Last week’s news that Congress passed, and the president signed into law, a $2.2 trillion stimulus and relief package was welcome news. As the country battles health and economic crises created by the COVID-19 pandemic, it is critical that we sustain massive efforts to protect our population and help our businesses, and the workers they employ, to weather these unprecedented challenges.
Indeed, many textile, apparel, footwear, and fashion companies have embraced what we are calling a “Rosie The Riveter” moment for a new generation of Americans.
Companies from across the country have quickly repurposed their U.S. and foreign factories, their supply chains, and their warehouses to make and deliver crucial masks, gowns, gloves, and other items of personal protective equipment (PPE). Some companies are making the products themselves, both at home and abroad. Others are using their sourcing, customs, and shipping expertise to quickly deliver PPE to hospitals that don’t have the wherewithal or knowledge to do this themselves. Still others have donated warehouse space to local hospitals to manage their suddenly expanded logistical requirements or needs for extra space to house patients.
A dynamic U.S. global value chain that normally employs 4 million Americans is quickly becoming a U.S. global safety chain that is helping America fight back against this pandemic.
But with much of the economy shuttered, we must make sure we don’t leave any tools in the toolbox so these companies, that are now on the front lines of both crises, can survive.
Here are two common-sense trade actions the Trump Administration can take today.
First, it should suspend the collection of all tariffs over the next 90 days and be prepared to extend it for an additional 90 days if three months is not enough. The Administration has already delayed the income tax deadline until July 15 and many other dates and deadlines have been delayed as well. Suspending collection of new tariffs, including any tariffs paid in the past few weeks, would allow companies to have access to this cash—hundreds of millions of dollars each week—at a crucial time when they are trying to keep employees on payrolls.
With help from the stimulus package still a week away at best, it cannot be overstated how important this cash flow relief would be right now. Moreover, suspending the collection of these tariffs, even though they will ultimately be paid, would temporarily relieve tariffs we are still charging on many of these PPEs.
Second, the Administration should refund all of the Section 301 tariffs it has collected in the past two years. Since July, American companies have paid more than $48 billion in tariffs on goods they imported from China.
As policy makers are scrambling to inject dollars back into the hands of U.S. companies in the fastest way possible, we should not overlook the fact that the Administration has a mechanism already in place that can allow these funds to be disbursed almost immediately.
The Administration has rightly rededicated this process to the swift refund of Section 301 tariffs still being charged on medical materials, inputs, and equipment. This is an important step to help fight the health crisis, but the Administration should also implement—automatically—the next logical step of refunding all the tariffs to help fight the economic crisis too. With a Phase One deal done with China, and no talks realistically planned for the foreseeable future, this will have no impact on the negotiating table.
But it’s not just up to the Administration, which only enjoys tariff authority already delegated by Congress. Article I, Section 8 of the Constitution expressly gives Congress ultimate authority over tariff policy. With work now beginning on the next stimulus package—and with members of Congress from both chambers and both parties eyeing tariff cuts as a way to help our distressed economy—Congress should seriously look at whether more tariff reductions can be undertaken.
As Americans, we all have a responsibility to “flatten the curve” over the next four weeks.

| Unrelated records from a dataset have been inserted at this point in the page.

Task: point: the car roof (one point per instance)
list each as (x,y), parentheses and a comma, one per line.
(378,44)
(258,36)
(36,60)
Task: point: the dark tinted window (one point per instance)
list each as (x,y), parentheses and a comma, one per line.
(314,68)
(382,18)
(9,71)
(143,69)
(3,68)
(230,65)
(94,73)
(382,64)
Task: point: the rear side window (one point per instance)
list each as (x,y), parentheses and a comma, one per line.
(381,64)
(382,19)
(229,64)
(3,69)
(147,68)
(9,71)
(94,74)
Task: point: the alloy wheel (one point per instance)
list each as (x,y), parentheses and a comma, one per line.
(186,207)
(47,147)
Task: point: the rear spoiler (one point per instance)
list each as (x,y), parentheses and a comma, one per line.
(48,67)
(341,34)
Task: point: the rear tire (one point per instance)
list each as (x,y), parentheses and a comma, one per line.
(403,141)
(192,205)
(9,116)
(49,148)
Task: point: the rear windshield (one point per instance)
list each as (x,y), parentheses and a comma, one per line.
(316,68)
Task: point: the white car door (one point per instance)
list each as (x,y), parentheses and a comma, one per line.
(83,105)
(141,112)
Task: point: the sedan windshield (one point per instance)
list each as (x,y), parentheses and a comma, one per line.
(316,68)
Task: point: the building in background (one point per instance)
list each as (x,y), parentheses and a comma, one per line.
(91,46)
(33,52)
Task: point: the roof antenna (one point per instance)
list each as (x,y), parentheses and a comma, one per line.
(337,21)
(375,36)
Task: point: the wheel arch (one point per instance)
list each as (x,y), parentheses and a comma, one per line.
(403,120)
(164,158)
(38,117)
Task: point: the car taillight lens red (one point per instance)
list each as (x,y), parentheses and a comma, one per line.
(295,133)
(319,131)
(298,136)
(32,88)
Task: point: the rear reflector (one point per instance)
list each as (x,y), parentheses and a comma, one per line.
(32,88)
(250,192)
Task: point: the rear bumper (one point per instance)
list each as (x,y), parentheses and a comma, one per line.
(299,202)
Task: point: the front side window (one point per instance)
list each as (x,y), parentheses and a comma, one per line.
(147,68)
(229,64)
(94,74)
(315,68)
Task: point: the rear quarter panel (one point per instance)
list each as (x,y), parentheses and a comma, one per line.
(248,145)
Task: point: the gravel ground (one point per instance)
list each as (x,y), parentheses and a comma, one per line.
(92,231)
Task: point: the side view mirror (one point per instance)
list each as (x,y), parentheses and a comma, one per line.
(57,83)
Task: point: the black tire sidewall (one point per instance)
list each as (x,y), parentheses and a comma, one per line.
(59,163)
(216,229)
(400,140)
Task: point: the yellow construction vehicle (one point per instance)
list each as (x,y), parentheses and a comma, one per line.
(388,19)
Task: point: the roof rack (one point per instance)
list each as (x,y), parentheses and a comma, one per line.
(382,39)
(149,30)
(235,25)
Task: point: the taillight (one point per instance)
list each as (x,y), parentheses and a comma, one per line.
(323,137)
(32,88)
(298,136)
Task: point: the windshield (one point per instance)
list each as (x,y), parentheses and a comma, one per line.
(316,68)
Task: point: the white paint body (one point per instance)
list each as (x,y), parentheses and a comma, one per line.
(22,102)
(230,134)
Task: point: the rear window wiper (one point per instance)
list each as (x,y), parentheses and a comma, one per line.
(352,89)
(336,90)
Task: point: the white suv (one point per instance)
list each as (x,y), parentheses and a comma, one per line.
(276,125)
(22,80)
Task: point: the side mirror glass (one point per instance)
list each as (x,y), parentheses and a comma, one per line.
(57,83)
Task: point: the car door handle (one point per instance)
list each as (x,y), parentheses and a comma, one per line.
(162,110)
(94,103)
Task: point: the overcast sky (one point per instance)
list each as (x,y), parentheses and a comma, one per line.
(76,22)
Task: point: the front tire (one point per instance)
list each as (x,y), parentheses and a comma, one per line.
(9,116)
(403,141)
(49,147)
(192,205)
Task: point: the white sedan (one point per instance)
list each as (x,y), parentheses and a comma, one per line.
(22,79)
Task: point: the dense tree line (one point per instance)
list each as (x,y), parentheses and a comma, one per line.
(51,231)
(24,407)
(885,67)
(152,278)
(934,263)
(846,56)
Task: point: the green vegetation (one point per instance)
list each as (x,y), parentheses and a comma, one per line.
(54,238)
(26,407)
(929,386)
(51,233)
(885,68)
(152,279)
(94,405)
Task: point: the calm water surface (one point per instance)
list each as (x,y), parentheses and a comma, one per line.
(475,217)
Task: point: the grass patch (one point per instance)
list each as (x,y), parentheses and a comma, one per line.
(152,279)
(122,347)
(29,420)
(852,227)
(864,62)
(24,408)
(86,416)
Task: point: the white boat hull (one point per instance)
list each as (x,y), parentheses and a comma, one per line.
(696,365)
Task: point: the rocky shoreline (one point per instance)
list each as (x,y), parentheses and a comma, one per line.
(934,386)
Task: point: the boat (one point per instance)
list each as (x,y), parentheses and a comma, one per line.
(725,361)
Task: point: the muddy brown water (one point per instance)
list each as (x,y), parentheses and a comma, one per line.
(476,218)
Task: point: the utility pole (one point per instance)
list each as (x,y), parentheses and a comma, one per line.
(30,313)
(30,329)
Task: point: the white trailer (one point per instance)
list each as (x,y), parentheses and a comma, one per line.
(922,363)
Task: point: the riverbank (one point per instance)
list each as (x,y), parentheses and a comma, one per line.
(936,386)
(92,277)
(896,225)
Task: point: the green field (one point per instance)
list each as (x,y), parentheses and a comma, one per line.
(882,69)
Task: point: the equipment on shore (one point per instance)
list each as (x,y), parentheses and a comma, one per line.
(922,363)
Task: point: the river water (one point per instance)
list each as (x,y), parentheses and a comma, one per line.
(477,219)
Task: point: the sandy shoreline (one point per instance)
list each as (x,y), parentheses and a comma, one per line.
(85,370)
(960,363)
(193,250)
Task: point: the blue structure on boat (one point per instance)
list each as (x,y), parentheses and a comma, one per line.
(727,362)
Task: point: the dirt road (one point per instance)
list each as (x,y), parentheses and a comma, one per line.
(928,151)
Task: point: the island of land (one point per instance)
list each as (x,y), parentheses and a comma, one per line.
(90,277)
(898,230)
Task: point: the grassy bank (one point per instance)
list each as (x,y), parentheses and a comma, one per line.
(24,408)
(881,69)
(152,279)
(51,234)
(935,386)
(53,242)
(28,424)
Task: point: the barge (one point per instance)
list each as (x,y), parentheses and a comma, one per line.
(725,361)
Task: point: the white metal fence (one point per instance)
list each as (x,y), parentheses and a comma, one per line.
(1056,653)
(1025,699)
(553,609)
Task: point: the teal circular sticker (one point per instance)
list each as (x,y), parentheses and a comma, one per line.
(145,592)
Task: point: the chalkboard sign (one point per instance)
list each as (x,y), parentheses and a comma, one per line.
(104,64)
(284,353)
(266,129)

We must also ensure the implementation of smart policies—including those that eliminate tariff costs—to help us “flatten the economic dip” as well. Let’s make sure our elected leaders in Washington understand the imperatives of swift action now.

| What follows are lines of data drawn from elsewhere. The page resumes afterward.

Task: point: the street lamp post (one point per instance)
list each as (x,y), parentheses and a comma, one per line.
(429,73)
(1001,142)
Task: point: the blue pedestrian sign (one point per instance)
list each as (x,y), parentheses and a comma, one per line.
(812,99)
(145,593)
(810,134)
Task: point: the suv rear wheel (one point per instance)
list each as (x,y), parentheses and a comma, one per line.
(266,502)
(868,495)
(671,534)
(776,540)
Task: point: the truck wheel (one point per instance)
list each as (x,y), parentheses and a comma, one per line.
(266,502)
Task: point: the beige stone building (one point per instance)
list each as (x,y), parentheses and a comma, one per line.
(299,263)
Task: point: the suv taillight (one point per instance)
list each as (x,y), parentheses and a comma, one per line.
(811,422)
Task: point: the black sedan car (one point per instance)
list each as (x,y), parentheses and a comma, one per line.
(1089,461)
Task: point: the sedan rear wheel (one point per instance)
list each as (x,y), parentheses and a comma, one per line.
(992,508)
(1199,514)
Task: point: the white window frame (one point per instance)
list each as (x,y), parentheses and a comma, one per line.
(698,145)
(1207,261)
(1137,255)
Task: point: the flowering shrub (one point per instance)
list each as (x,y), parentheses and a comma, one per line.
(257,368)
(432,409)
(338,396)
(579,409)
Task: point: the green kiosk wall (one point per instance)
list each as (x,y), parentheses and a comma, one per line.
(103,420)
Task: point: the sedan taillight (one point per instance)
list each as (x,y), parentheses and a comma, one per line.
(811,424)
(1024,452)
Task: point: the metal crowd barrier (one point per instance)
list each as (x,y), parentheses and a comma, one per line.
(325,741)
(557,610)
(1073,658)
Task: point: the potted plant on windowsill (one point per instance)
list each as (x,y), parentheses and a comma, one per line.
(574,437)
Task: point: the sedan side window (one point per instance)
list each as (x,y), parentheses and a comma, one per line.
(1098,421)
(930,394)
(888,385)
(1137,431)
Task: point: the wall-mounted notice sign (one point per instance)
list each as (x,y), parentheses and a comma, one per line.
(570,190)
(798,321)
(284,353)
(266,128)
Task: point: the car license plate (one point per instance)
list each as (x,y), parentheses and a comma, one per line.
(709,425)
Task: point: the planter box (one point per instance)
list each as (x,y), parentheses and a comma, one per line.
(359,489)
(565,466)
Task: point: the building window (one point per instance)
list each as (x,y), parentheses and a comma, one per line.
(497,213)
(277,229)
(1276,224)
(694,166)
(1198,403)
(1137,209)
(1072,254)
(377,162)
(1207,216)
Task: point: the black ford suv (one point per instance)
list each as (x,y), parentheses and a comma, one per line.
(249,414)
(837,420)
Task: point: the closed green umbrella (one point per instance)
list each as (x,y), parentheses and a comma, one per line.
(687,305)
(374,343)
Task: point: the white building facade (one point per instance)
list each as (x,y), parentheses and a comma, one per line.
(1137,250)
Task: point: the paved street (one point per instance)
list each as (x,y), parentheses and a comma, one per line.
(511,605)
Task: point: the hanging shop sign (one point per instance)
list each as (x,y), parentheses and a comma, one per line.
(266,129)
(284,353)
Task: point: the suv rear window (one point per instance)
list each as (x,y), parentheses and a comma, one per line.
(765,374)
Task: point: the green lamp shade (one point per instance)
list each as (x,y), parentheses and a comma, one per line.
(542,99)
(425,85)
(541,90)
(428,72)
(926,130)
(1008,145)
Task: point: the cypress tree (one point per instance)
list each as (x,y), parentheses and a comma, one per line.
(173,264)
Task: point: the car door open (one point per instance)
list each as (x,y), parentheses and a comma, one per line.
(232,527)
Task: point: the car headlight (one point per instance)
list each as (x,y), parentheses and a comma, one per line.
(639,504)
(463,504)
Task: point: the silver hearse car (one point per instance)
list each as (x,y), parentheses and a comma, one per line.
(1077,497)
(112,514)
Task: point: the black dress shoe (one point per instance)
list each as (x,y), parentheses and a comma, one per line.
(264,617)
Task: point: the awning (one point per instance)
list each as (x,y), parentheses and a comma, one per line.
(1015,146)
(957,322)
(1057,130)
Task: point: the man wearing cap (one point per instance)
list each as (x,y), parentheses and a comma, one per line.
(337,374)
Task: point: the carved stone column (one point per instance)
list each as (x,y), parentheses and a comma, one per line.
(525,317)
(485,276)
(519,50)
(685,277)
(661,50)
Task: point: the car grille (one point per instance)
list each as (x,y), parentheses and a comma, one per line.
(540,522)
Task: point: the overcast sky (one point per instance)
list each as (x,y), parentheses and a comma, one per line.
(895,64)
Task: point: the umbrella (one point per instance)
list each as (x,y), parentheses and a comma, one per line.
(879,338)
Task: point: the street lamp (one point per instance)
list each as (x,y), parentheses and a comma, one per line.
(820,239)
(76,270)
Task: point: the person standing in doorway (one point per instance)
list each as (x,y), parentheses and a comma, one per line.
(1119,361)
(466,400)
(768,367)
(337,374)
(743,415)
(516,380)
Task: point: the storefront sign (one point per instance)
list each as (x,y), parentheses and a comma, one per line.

Stephen E. Lamar is president and CEO of the American Apparel & Footwear Association, the national trade association representing more than 1,000 brands in the apparel and footwear industry. Steve leads a dedicated team of professionals who represent AAFA members before the government, through the media, and in industry settings on key brand protection, supply chain and manufacturing, and trade issues. Steve also advises AAFA member companies on legislation and regulatory policies. Prior to becoming president and CEO, Steve served as executive vice president for the association.